Sin duda, estamos atravesando en España los momentos más difíciles desde la Transición de los años 70 del siglo pasado. Desde los primeros pasos de aquel tiempo ilusionante hubo quienes lo combatieron con saña: la banda terrorista ETA, los partidarios de rupturas revolucionarias y aquellos que, aunque participaron en el proceso democratizador que culminó con la aprobación de la Constitución, no compartieron el espíritu de concordia y superación, esperando repartir el botín político. Pero esto importaba poco entonces, porque los grandes partidos del escenario político —la UCD, luego el PP, y el PSOE—, con la colaboración imprescindible del partido de Santiago Carrillo, garantizaron el éxito de aquella apuesta histórica.

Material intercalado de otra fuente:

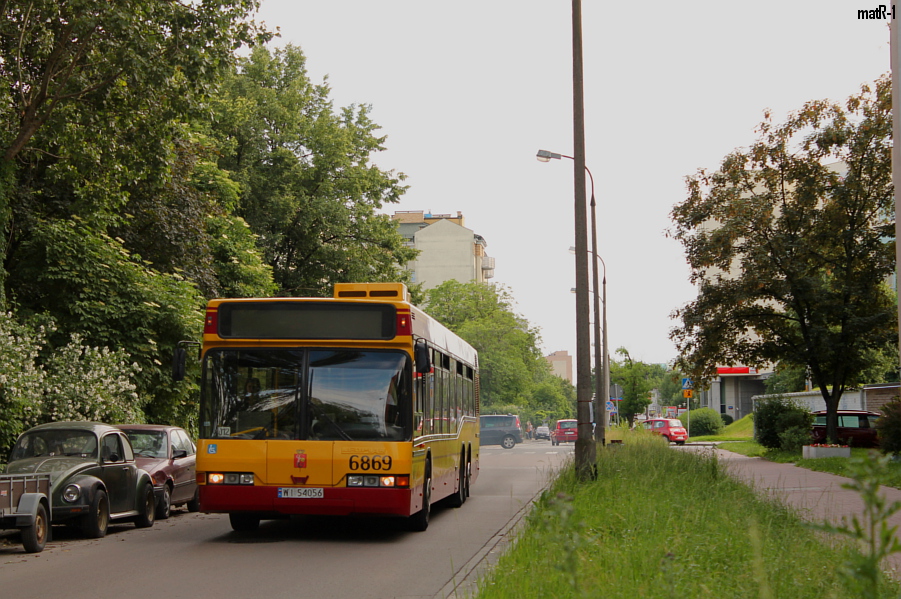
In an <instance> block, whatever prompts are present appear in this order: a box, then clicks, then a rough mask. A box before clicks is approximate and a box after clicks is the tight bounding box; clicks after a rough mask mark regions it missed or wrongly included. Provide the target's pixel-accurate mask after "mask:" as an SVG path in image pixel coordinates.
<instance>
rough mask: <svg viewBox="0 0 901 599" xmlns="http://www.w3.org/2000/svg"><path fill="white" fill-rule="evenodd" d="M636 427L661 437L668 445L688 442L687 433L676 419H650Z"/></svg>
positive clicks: (653, 418)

Se produjo un salto en nuestra historia que se consolidó con gobiernos alternantes que modernizaron el país y nos situaron en el mundo en un papel relevante y merecido, tanto por nuestra historia como por nuestro esfuerzo y nuestro fiable compromiso con socios y amigos. Fue un tiempo en el que parecía que habíamos cerrado para siempre las viejas heridas y los peligros de un pasado cainita y fratricida. Sin embargo, olvidamos, como el resto de los países europeos, que el fantasma del pasado siempre puede regresar. Contradictoriamente, fustigamos a Fukuyama cuando afirmó que la historia había terminado, pero nos comportamos como si hubiéramos aceptado su tesis, creyendo que no podríamos volver a caer en los dramáticos errores del pasado. Pero la historia siguió su curso avasallador, recordándonos que siempre es posible regresar al pasado si no nos conjuramos para evitarlo.

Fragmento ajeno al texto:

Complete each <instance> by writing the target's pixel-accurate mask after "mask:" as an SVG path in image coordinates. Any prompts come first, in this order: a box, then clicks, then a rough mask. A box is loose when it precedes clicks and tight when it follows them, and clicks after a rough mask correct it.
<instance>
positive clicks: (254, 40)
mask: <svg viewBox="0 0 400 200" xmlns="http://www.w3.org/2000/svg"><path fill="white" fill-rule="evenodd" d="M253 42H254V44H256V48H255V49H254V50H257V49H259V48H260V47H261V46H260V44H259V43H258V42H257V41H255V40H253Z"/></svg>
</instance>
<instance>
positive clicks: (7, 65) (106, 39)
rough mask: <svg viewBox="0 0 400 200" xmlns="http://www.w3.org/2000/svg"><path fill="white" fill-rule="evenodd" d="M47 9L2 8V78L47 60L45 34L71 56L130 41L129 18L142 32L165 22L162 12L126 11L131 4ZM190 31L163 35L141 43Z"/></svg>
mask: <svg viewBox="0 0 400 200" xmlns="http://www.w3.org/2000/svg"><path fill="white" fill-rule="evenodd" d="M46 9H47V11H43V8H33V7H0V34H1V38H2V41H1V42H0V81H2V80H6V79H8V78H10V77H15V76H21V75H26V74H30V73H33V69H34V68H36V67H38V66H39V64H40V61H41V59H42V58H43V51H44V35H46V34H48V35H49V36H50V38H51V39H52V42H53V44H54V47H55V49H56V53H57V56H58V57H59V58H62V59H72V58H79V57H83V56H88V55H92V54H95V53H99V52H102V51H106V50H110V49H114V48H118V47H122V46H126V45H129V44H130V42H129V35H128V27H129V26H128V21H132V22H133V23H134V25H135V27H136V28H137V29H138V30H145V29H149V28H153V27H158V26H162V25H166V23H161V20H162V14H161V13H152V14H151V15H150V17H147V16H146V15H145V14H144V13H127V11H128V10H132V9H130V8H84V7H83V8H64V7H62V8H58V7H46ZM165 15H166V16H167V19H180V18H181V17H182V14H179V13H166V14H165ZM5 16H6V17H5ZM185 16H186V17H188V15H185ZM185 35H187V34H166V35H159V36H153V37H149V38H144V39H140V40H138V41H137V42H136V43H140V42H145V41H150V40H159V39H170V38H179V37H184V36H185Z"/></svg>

Surgieron, se consolidaron y se hicieron mayoritarios fenómenos políticos radicales porque un pensamiento débil se adueñó de los partidos políticos tradicionales, que se negaron a enfrentar los nuevos retos de la globalización tecnológica y económica. Los españoles no estamos solos en esta crisis, pero sí somos más débiles. Todos nuestros amigos y socios tienen crisis de similar envergadura, pero nosotros carecemos de la fortaleza de sus instituciones y de su largo poso democrático. Por el contrario, nuestras instituciones son recientes, frágiles y muy discutidas por una parte importante de la clase política, decidida a volver al pasado, imponiendo su verdad subjetiva y olvidando que una democracia fuerte necesita concordia y, como diría un apesadumbrado Azaña, «un asenso común».

En España, todo empezó a trastocarse cuando los herederos de los protagonistas de la Transición, especialmente quienes sustituyeron sólidamente a Felipe González, impulsaron una política de aislamiento de la derecha, basada en la nostalgia de un tiempo idealizado que nunca existió. Nada mejoró con un Gobierno de centro-derecha que nunca estuvo a la altura de los retos y amenazas políticas del momento.

Pero los tiempos de zozobra y crisis política llegaron verdaderamente cuando el Partido Socialista de Sánchez se convirtió en albacea del testamento político de Pablo Iglesias Turrión y, despreciando lo que solo debía administrar temporalmente, dispuso ponerlo a la venta para mantenerse en La Moncloa. El Gobierno se convirtió en una tómbola en manos de sagaces aventureros o ignorantes fanáticos. Entonces, el equilibrio de la balanza comenzó a romperse, y los rupturistas de antaño, los herederos universales de ETA y quienes estaban con la mayoría exclusivamente por cálculos, siempre ayudados por la indiferencia de muchos, fueron inclinándola hacia el conflicto, el muro y las trincheras.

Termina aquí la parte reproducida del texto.